Understanding the physical processes behind DNA-DNA proximity ligation assays

In the last decade, DNA-DNA proximity ligation assays opened up powerful new ways to study the 3D organization of genomes, and have rapidly become a mainstay experimental technology. Yet many aspects of these experiments are still poorly understood. We study the inner workings of DNA-DNA proximity ligation assays by means of numerical experiments and theoretical modeling. Chromosomes are modeled at nucleosome resolution and evolved in time via molecular dynamics. A virtual Hi-C experiment is performed, in silico, reproducing the different steps of the Hi-C protocol. The virtual Hi-C protocol includes crosslinking of chromatin to an underlying proteic matrix, the action of restriction enzymes cutting DNA, and the subsequent ligation of DNA open ends which are found in proximity.
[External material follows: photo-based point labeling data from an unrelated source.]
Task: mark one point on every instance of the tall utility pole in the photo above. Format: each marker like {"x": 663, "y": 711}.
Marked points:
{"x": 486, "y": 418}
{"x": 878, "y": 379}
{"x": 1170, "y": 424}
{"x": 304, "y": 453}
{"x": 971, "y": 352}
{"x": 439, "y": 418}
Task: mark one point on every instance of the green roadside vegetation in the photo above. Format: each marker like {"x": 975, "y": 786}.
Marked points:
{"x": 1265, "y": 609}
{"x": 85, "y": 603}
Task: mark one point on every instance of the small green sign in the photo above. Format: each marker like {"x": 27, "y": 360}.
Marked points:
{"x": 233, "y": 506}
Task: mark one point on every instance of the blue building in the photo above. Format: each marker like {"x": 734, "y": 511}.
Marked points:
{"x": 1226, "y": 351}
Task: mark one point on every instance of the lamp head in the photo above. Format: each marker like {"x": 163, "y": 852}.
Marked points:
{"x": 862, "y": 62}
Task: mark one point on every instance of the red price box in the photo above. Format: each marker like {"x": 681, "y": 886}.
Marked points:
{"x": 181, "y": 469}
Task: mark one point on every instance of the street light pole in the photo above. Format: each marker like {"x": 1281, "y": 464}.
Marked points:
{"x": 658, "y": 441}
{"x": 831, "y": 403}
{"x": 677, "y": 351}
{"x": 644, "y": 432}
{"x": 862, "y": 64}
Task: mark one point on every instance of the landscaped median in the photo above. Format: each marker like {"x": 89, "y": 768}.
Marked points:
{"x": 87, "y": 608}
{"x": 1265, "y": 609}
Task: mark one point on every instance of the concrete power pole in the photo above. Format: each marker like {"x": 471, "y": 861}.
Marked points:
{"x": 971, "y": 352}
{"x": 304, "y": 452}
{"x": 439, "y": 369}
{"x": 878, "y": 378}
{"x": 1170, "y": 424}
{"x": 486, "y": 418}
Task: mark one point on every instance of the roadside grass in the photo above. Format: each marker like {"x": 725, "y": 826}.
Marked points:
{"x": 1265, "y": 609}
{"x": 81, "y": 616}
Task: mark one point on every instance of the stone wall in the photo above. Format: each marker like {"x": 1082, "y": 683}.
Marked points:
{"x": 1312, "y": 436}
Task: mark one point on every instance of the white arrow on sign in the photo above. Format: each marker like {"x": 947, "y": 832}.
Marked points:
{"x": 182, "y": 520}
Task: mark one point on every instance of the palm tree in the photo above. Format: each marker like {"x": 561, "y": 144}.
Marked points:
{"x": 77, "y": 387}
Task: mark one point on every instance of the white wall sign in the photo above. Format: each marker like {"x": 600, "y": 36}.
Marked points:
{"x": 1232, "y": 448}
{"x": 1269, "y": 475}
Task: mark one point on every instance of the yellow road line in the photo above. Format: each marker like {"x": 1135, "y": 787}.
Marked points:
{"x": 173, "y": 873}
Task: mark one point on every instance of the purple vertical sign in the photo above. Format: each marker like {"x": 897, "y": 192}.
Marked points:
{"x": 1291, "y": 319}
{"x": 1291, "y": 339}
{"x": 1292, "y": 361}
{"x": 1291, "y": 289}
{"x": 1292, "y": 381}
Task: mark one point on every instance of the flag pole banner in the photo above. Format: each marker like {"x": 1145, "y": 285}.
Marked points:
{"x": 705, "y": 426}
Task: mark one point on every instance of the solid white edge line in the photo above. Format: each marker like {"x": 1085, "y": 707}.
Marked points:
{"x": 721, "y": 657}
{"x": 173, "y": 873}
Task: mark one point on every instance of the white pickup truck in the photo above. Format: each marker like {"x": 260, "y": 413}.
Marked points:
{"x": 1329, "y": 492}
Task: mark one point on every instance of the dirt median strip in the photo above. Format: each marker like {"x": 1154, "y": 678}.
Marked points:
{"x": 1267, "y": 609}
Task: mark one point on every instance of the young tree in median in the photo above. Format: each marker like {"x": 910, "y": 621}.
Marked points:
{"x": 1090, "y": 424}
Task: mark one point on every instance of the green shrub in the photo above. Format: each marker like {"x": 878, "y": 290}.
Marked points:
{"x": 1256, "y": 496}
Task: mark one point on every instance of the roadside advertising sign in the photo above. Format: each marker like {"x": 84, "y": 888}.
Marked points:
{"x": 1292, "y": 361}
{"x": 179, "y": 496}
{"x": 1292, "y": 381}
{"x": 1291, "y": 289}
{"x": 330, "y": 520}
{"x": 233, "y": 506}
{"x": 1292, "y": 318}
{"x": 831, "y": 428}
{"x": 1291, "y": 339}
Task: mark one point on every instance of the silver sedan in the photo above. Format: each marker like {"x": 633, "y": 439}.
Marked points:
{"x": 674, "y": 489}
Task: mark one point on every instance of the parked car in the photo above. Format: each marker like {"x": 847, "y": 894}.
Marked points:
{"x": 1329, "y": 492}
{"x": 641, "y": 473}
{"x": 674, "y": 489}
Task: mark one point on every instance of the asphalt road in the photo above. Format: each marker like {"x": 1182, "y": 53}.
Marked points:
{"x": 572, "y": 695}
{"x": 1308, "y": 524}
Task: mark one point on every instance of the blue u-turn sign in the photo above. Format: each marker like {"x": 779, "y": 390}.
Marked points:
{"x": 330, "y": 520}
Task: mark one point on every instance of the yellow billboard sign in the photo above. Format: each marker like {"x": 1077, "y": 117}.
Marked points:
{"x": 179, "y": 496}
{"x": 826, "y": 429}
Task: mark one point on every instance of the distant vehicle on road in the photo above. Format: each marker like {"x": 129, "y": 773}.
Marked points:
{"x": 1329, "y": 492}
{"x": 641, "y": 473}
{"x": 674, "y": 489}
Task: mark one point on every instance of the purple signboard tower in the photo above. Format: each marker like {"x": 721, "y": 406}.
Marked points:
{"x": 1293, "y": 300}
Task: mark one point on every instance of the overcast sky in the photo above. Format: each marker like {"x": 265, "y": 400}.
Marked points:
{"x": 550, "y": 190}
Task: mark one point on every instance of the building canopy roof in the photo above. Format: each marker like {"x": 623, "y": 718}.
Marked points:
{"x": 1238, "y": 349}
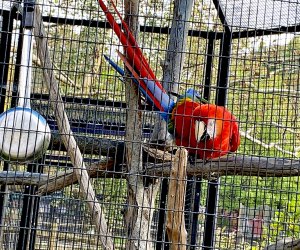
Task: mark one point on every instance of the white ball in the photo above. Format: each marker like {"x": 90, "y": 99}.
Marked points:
{"x": 24, "y": 134}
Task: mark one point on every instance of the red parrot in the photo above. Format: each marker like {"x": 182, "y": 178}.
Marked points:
{"x": 206, "y": 130}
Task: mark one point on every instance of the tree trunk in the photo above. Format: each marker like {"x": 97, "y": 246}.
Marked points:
{"x": 138, "y": 216}
{"x": 174, "y": 60}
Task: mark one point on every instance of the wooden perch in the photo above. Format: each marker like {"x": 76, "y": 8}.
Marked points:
{"x": 67, "y": 135}
{"x": 233, "y": 165}
{"x": 284, "y": 245}
{"x": 176, "y": 199}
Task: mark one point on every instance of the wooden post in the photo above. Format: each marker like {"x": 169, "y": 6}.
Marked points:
{"x": 67, "y": 136}
{"x": 141, "y": 199}
{"x": 176, "y": 198}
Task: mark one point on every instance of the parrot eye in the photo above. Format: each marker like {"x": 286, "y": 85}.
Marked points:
{"x": 200, "y": 131}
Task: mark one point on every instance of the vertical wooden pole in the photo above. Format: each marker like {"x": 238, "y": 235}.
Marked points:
{"x": 141, "y": 199}
{"x": 176, "y": 199}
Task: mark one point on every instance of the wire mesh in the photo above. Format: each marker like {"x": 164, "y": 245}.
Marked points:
{"x": 244, "y": 55}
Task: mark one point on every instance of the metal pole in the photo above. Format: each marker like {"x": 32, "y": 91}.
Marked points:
{"x": 213, "y": 185}
{"x": 206, "y": 95}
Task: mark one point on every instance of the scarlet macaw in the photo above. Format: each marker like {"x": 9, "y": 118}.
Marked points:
{"x": 206, "y": 130}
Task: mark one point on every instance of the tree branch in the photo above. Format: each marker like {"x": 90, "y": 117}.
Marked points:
{"x": 231, "y": 165}
{"x": 67, "y": 135}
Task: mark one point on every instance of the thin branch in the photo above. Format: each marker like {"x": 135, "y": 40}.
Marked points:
{"x": 231, "y": 165}
{"x": 267, "y": 146}
{"x": 285, "y": 245}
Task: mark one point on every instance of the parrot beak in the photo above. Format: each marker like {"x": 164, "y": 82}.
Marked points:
{"x": 201, "y": 131}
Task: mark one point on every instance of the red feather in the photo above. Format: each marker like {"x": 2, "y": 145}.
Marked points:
{"x": 227, "y": 138}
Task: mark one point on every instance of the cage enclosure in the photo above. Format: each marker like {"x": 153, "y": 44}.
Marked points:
{"x": 109, "y": 177}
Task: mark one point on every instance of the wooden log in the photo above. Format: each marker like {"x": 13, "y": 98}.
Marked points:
{"x": 67, "y": 137}
{"x": 176, "y": 230}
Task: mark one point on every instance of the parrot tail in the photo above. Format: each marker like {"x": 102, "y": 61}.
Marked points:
{"x": 154, "y": 95}
{"x": 137, "y": 64}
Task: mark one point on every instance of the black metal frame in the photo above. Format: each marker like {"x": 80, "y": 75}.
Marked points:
{"x": 29, "y": 218}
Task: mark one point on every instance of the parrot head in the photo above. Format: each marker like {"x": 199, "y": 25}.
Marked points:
{"x": 205, "y": 130}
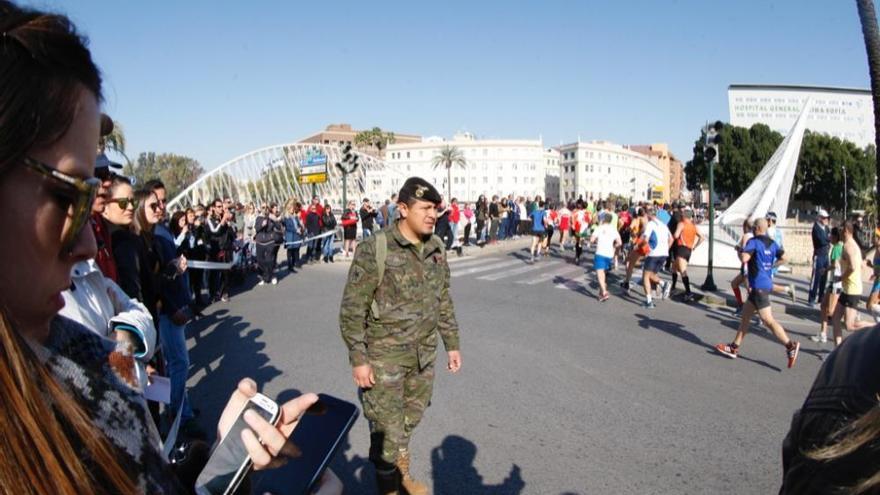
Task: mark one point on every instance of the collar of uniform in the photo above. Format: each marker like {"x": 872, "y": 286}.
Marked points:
{"x": 431, "y": 245}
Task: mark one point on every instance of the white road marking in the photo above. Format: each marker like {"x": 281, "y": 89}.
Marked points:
{"x": 516, "y": 271}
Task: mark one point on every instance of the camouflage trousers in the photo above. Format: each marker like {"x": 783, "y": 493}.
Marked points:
{"x": 394, "y": 406}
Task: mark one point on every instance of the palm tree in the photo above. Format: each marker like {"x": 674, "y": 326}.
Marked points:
{"x": 114, "y": 141}
{"x": 449, "y": 157}
{"x": 868, "y": 18}
{"x": 375, "y": 137}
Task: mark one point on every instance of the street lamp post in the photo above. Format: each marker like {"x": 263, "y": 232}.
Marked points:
{"x": 710, "y": 153}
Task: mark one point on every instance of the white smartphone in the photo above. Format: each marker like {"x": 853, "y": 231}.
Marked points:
{"x": 230, "y": 462}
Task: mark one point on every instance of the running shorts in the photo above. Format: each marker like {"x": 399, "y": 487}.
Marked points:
{"x": 602, "y": 263}
{"x": 654, "y": 263}
{"x": 760, "y": 298}
{"x": 849, "y": 300}
{"x": 683, "y": 252}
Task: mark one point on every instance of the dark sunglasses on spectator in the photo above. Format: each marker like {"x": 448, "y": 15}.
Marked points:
{"x": 104, "y": 173}
{"x": 124, "y": 203}
{"x": 76, "y": 193}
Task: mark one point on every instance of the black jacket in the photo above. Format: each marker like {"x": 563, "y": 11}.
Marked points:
{"x": 821, "y": 242}
{"x": 846, "y": 388}
{"x": 137, "y": 264}
{"x": 268, "y": 231}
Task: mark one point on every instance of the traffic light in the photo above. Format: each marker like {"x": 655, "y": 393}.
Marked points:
{"x": 713, "y": 139}
{"x": 354, "y": 163}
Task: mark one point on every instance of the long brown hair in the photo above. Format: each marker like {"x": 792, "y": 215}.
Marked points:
{"x": 38, "y": 447}
{"x": 44, "y": 67}
{"x": 863, "y": 433}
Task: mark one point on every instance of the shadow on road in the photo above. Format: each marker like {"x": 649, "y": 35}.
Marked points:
{"x": 454, "y": 473}
{"x": 678, "y": 330}
{"x": 227, "y": 349}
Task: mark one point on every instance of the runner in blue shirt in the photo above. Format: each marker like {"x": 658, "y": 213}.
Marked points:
{"x": 538, "y": 216}
{"x": 760, "y": 254}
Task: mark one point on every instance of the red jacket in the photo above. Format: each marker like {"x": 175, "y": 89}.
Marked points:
{"x": 349, "y": 218}
{"x": 104, "y": 258}
{"x": 454, "y": 214}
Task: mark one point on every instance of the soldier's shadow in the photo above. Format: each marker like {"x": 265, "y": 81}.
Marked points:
{"x": 454, "y": 473}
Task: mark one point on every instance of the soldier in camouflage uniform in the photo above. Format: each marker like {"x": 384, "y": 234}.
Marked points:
{"x": 391, "y": 329}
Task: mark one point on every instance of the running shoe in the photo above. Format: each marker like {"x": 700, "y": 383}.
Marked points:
{"x": 667, "y": 288}
{"x": 792, "y": 350}
{"x": 728, "y": 350}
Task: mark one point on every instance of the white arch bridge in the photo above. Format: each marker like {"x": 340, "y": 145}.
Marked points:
{"x": 272, "y": 175}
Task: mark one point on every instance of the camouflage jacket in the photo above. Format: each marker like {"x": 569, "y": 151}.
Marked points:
{"x": 413, "y": 303}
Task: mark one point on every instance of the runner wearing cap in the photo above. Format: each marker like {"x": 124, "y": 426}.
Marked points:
{"x": 607, "y": 240}
{"x": 774, "y": 233}
{"x": 874, "y": 297}
{"x": 659, "y": 241}
{"x": 819, "y": 275}
{"x": 760, "y": 253}
{"x": 640, "y": 248}
{"x": 851, "y": 266}
{"x": 835, "y": 287}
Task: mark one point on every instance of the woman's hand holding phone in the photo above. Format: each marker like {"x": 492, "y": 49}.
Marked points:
{"x": 274, "y": 449}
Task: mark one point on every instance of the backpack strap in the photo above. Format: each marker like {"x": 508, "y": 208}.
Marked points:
{"x": 381, "y": 256}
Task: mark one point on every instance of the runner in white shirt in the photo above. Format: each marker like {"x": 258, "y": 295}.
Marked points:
{"x": 659, "y": 240}
{"x": 607, "y": 240}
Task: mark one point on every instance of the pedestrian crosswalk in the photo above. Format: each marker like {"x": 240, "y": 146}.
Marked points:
{"x": 517, "y": 270}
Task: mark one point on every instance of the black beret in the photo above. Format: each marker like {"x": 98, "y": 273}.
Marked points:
{"x": 416, "y": 188}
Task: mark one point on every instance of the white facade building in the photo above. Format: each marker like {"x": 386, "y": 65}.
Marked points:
{"x": 599, "y": 168}
{"x": 551, "y": 177}
{"x": 840, "y": 112}
{"x": 494, "y": 166}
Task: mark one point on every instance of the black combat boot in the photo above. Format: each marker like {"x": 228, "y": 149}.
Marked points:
{"x": 388, "y": 482}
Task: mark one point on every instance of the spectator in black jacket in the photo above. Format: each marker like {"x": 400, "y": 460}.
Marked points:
{"x": 328, "y": 220}
{"x": 821, "y": 245}
{"x": 135, "y": 258}
{"x": 220, "y": 236}
{"x": 269, "y": 236}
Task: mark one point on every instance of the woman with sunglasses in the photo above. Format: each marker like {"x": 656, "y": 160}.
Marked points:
{"x": 70, "y": 426}
{"x": 135, "y": 259}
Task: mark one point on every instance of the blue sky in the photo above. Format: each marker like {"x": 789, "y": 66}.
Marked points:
{"x": 213, "y": 80}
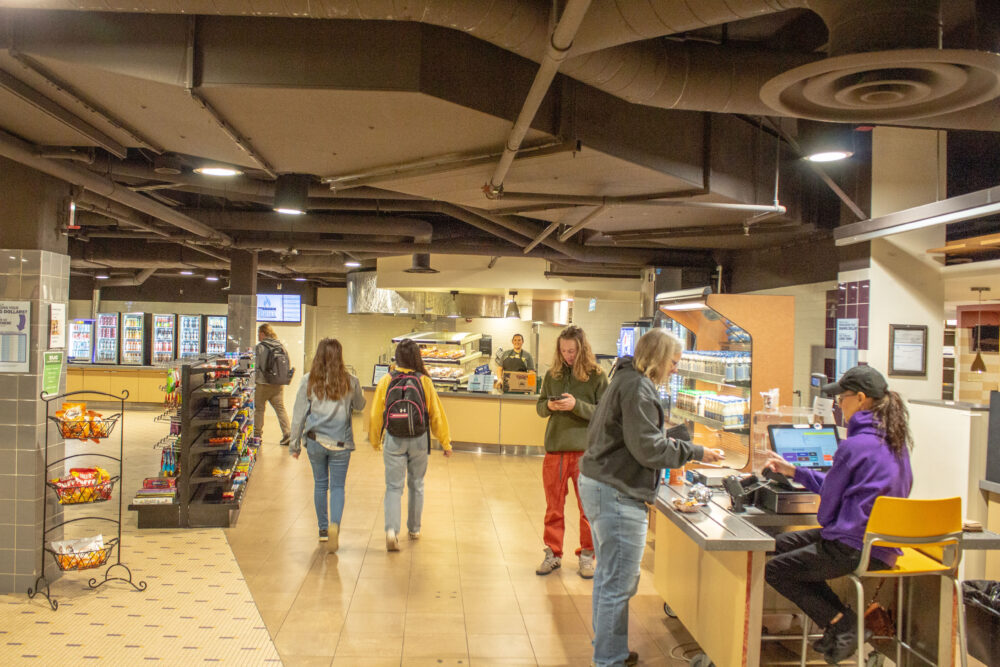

The protocol is performed on ensembles of different structures as well as individual structures. Simulations enable the construction of ligation maps for the virtual Hi-C experiments and the calculation of ligation probabilities as functions of both genomic and Euclidean distance, as well as statistics of self-ligations or cyclization. Our results allow close examination of the features and pitfalls of the Hi-C methodology, as well as the ensuing data processing. Additionally, the methods developed allow characterizing how the many variables present in the experimental protocol affect the quality of results.